I think it would be hard to implement an anonymous system as to who votes or doesn’t vote, especially when there is a some testing to prove competencies to get the right to vote.
How would the public know that the right people were actually voting?
— -
I have encountered a few anarchists (the philosophical kind) in my internet travels. In principle, I would agree with them: people should work together to resolve their difference rather relying on arbitrators of power.
But if I don’t like my neighbor’s rooster crowing at 5:00 a.m. and the smell of chicken shit in my backyard and he tells me to “go to hell,” my only recourse if don’t want roosters waking me up — without a government — is to shoot my neighbor.

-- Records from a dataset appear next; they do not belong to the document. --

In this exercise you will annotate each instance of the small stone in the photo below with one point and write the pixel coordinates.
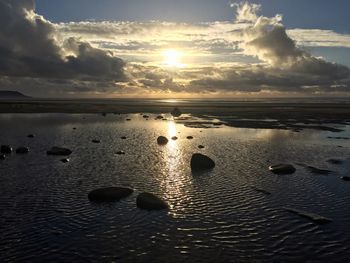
(59, 151)
(200, 162)
(109, 194)
(161, 140)
(150, 201)
(22, 150)
(7, 149)
(282, 169)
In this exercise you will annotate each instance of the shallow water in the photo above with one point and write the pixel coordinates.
(217, 216)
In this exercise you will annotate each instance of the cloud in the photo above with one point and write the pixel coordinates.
(30, 47)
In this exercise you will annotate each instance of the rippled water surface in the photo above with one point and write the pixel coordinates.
(218, 216)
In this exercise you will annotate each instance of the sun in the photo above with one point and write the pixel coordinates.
(172, 58)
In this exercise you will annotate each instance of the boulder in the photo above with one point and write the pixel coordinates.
(149, 201)
(161, 140)
(200, 162)
(176, 112)
(59, 151)
(282, 169)
(22, 150)
(109, 194)
(7, 149)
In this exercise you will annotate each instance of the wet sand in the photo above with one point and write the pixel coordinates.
(328, 116)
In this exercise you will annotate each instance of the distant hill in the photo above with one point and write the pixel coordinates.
(8, 94)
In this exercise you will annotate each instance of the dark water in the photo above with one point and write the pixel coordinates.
(45, 215)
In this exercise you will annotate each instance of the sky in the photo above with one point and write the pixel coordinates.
(175, 49)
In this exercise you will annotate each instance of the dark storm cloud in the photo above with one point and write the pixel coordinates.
(29, 47)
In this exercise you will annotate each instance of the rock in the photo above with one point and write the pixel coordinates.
(161, 140)
(109, 194)
(149, 201)
(7, 149)
(200, 162)
(59, 151)
(335, 161)
(22, 150)
(282, 169)
(311, 216)
(176, 112)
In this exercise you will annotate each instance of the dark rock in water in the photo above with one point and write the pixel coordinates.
(59, 151)
(315, 170)
(149, 201)
(200, 162)
(335, 161)
(7, 149)
(109, 194)
(176, 112)
(261, 190)
(282, 169)
(161, 140)
(311, 216)
(22, 150)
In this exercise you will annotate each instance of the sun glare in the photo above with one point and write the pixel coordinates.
(172, 58)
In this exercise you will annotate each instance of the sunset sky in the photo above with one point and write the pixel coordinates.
(192, 48)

So the anarchist comes back with “well your neighbor needs to learn how to be more civil and understanding that you have needs as well.” Which is exactly my point. He is not there — and does not want to be there.
Humanity is at a point where we really can’t put ourselves into an anarchy. We need arbitrators of power to resolve our differences. No my neighbor cannot have a chicken coop in his urban backyard, but he still has lots of other freedoms to enjoy his property.

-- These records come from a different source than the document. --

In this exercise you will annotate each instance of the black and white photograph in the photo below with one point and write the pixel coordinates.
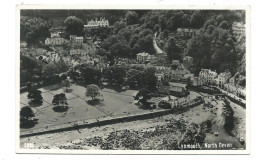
(137, 80)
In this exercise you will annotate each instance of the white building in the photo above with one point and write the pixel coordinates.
(142, 57)
(238, 28)
(232, 80)
(55, 41)
(79, 52)
(76, 40)
(97, 23)
(207, 76)
(223, 78)
(56, 34)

In a like manner, Mr. Lees’ version of direct democracy is a system of governance we are not ready for. It could work, but not in this century. And it will require a retraining of society, something which Mr. Lees did not go into much detail of how to do this.
Representative democracy has done a pretty good job at resolving many of differences such that we still have a lot of freedom. In this century, we need to build from that experience.